On the adult side, A Knight of the Seven Kingdoms by George R.R. Martin, #2 in hardcover fiction and #7 overall, sold 33K print units this week. The volume packages three previously published novellas set a century before the events of A Game of Thrones.
On the Right Track
Patti Smith reflects on her life and her art in the new M Train, the follow-up to her 2010 memoir Just Kids, which won that year’s National Book Award for nonfiction. Kids debuted with 6,685 print units sold and to date has topped 440K units in hardcover and paperback. M Train is building on that success, debuting at #6 in hardcover nonfiction with almost 16K sold. Another musical memoir, Sounds like Me by Sara Bareilles, lands at #19 with 6,484 print units sold. The books arrive on the heels of Chrissie Hynde’s controversial Reckless; for more of the season’s musician-authored books, go to publishersweekly.com/music1516.
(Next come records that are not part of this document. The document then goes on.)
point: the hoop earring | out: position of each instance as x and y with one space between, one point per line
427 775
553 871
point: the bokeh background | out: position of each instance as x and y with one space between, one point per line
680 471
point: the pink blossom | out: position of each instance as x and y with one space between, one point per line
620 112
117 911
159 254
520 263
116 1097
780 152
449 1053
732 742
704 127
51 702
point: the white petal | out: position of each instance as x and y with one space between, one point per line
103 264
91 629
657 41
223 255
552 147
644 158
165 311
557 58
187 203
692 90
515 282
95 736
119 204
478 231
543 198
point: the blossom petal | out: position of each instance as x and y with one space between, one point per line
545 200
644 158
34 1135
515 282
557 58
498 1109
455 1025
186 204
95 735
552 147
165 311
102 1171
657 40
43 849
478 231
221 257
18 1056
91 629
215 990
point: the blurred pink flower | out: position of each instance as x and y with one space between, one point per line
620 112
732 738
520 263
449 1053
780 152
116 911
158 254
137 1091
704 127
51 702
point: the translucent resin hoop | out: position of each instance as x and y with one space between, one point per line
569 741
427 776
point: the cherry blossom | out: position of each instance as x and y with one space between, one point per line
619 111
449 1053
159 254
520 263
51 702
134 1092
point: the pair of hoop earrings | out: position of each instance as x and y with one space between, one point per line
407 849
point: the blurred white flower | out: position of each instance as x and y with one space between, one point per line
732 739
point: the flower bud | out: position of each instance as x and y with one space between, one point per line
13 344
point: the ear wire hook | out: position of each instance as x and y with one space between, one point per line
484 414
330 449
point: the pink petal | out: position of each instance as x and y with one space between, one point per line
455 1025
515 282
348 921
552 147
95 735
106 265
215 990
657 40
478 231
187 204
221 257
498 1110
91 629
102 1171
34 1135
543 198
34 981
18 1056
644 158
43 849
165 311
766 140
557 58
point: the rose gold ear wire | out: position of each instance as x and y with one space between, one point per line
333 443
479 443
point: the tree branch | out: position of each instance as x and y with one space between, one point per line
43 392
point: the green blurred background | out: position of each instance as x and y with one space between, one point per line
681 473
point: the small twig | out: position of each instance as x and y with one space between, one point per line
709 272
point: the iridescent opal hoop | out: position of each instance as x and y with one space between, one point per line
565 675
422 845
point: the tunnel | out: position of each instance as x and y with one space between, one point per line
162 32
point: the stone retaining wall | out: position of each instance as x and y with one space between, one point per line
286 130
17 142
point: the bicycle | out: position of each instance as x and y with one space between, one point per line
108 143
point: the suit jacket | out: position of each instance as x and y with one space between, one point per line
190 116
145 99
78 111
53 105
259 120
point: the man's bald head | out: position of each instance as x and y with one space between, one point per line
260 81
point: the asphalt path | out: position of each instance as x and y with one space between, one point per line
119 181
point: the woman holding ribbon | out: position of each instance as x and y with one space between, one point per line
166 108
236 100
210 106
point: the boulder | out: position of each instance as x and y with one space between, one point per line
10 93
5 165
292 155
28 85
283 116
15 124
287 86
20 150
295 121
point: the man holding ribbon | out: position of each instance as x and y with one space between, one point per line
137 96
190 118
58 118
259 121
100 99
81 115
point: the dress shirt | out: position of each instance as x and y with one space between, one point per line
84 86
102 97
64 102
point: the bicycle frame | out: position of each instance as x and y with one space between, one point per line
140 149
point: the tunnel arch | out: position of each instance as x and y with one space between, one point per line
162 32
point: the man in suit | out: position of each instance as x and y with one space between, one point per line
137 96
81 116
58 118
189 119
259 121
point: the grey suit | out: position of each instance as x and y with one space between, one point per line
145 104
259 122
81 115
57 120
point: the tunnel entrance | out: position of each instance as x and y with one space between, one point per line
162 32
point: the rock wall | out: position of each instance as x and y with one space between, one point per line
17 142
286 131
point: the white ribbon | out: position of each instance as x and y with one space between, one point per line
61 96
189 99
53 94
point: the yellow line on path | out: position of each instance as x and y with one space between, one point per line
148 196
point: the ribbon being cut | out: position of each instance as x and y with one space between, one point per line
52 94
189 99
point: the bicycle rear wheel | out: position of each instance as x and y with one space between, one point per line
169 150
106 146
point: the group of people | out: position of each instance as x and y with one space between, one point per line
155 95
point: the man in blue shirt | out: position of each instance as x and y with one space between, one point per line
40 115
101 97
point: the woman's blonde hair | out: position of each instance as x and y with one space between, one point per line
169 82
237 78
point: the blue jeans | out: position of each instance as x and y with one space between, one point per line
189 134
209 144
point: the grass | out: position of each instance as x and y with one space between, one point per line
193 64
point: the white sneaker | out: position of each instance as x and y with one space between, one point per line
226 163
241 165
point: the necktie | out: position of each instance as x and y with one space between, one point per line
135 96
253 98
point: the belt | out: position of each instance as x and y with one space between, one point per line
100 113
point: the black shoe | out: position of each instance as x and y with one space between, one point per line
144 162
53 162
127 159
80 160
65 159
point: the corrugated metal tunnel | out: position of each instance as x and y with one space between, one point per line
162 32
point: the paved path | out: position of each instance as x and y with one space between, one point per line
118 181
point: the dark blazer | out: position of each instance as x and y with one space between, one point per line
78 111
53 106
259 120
A pair of books on the Kennedy clan debut on our hardcover nonfiction list this week. In A Common Struggle by Patrick J. Kennedy and Stephen Fried, Kennedy—a former Rhode Island congressman and the youngest child of Ted—recounts, in the words of the subtitle, his “personal journey through the past and future of mental illness and addiction.” It’s at #7 with almost 15K sold.
Rosemary by Kate Cifford Larson, at #15 with 8,279 print units sold, details the tragic life of the oldest daughter of Joe and Rose Kennedy, who suffered a failed lobotomy at age 23 and remained isolated from her family for much of her life.
A More Perfect Union Ben Carson #2 Hardcover Nonfiction; #6 overall 37.9K print units The 2016 presidential hopeful has put his campaign on hold for two weeks while on tour for his new book, which, according to the subtitle, explains “what we the people can do to reclaim our constitutional liberties.”
The Survivor Vince Flynn and Kyle Mills #1 Hardcover Fiction; #4 overall 49.8K print units Flynn died in 2013, before finishing the 14th of his Mitch Rapp political thrillers; Mills completed Flynn’s work and plans to write two more in the series.
The Courage to Act Ben S. Bernanke #13 Hardcover Nonfiction 9,357 print units The former chairman of the Federal Reserve—who started his 12-year tenure in 2006, shortly before the housing bubble burst—offers an insider’s perspective on the worst financial crisis since the Great Depression.
All unit sales per Nielsen BookScan except where noted.